Is your university’s governance architecture actively blocking your AI curriculum strategy?

Imagine a DVC who asks their Academic Board, Quality Committee, and Senate to address the impact of AI on the curriculum. Months later, the result is just more process: deferred reviews, voluntary CPD, and working groups.

This earnest but inadequate response isn’t a lack of ambition; it’s the “Governance Gap.”

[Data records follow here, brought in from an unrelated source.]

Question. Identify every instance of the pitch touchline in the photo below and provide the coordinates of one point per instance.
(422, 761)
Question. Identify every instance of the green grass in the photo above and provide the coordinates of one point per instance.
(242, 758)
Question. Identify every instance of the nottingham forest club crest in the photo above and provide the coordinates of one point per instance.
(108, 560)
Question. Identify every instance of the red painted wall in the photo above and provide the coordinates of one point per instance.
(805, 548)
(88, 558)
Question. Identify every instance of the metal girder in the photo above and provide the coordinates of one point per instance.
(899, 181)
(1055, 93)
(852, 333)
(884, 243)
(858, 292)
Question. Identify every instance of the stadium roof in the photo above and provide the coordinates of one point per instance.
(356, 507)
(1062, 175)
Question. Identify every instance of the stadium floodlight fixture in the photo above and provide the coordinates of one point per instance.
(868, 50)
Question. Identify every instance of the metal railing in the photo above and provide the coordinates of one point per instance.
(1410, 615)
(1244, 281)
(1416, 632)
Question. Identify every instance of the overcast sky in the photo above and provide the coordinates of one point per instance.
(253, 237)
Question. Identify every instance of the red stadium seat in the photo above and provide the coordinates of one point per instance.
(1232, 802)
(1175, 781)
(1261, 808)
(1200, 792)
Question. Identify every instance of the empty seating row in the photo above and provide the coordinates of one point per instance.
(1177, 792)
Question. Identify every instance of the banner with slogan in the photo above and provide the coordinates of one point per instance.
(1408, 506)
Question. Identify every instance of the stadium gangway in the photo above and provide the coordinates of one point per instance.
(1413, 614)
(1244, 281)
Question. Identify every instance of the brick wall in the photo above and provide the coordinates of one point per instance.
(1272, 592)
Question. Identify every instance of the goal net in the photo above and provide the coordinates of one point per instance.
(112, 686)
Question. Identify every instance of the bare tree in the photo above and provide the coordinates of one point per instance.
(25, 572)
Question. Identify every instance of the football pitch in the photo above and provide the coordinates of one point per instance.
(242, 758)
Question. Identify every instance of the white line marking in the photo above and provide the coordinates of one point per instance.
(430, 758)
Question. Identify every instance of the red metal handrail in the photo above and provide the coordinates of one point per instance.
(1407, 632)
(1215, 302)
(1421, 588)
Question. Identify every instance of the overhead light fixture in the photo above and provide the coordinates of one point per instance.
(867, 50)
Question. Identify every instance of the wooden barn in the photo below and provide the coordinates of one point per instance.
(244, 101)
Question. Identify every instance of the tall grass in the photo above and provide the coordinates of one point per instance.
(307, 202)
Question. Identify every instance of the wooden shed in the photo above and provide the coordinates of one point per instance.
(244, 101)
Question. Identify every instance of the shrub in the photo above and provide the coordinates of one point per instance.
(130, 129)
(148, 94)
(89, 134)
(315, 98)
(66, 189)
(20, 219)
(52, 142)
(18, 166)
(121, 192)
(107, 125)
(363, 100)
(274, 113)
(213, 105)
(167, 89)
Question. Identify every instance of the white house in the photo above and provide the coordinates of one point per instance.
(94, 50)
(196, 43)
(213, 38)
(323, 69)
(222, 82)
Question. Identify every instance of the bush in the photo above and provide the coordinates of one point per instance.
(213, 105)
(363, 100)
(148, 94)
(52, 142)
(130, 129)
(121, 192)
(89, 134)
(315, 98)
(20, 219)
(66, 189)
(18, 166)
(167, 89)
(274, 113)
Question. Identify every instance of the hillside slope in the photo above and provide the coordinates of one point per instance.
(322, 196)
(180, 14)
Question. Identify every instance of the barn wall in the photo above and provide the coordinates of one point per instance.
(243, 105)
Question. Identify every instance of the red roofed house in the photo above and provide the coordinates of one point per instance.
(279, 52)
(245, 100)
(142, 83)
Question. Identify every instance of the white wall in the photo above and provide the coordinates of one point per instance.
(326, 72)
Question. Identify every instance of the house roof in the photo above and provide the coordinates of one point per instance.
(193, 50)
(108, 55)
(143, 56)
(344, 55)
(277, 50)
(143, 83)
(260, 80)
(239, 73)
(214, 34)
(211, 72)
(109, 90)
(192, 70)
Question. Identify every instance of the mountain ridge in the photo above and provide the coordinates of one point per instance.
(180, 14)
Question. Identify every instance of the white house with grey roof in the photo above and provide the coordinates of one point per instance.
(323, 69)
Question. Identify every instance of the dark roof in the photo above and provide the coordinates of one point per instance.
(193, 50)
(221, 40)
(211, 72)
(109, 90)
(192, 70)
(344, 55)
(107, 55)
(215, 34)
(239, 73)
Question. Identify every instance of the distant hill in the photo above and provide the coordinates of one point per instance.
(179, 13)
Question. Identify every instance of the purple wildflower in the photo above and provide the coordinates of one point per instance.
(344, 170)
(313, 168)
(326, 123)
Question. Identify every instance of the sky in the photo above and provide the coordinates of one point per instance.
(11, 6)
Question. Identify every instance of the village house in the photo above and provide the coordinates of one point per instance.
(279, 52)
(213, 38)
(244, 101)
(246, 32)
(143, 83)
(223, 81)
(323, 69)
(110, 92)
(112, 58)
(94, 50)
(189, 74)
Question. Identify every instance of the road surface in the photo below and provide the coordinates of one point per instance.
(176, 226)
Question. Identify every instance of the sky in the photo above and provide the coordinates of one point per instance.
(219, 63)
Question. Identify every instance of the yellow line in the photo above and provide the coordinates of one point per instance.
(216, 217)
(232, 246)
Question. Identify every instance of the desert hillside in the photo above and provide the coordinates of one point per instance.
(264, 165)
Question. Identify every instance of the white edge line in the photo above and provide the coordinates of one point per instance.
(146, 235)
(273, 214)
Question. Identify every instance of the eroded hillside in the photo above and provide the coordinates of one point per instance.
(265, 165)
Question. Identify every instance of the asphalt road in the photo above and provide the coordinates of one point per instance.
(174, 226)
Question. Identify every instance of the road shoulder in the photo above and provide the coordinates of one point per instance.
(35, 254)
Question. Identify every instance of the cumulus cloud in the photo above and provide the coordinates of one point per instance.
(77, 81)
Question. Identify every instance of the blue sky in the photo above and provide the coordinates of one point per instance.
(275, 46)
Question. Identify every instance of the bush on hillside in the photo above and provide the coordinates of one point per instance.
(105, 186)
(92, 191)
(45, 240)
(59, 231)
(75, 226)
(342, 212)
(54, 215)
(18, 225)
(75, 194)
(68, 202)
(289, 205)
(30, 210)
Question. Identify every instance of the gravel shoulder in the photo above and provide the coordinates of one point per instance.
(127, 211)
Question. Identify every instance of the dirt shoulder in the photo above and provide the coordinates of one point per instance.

In my latest Substack piece, I explore why our traditional academic governance is failing to meet the moment. There are three compounding systemic failures keeping institutions paralysed:

  • Slow Review Cycles: Standard 4-5 year periodic reviews are structurally incompatible with AI’s rapid pace. A program approved today won’t be updated until the professional landscape it serves has been completely transformed.
  • No Clear Ownership: Shared governance can cause the AI agenda to fall through the cracks. It circulates endlessly among committees, with no single body taking ownership of the curriculum’s overall response to AI.
  • Compliance Over Transformation: Our oversight committees are built to assure regulatory compliance against existing standards, not to apply the strategic imagination needed for an unpredictable future.

These failures compound, producing a system that delays and dilutes transformation.

This is not a problem for quality teams or faculty committees to solve; it is exclusively a mandate for senior leadership. Only PVCs and DVCs have the authority to bypass the usual committee pacing and commission agile, transformational mechanisms that sit alongside traditional compliance structures.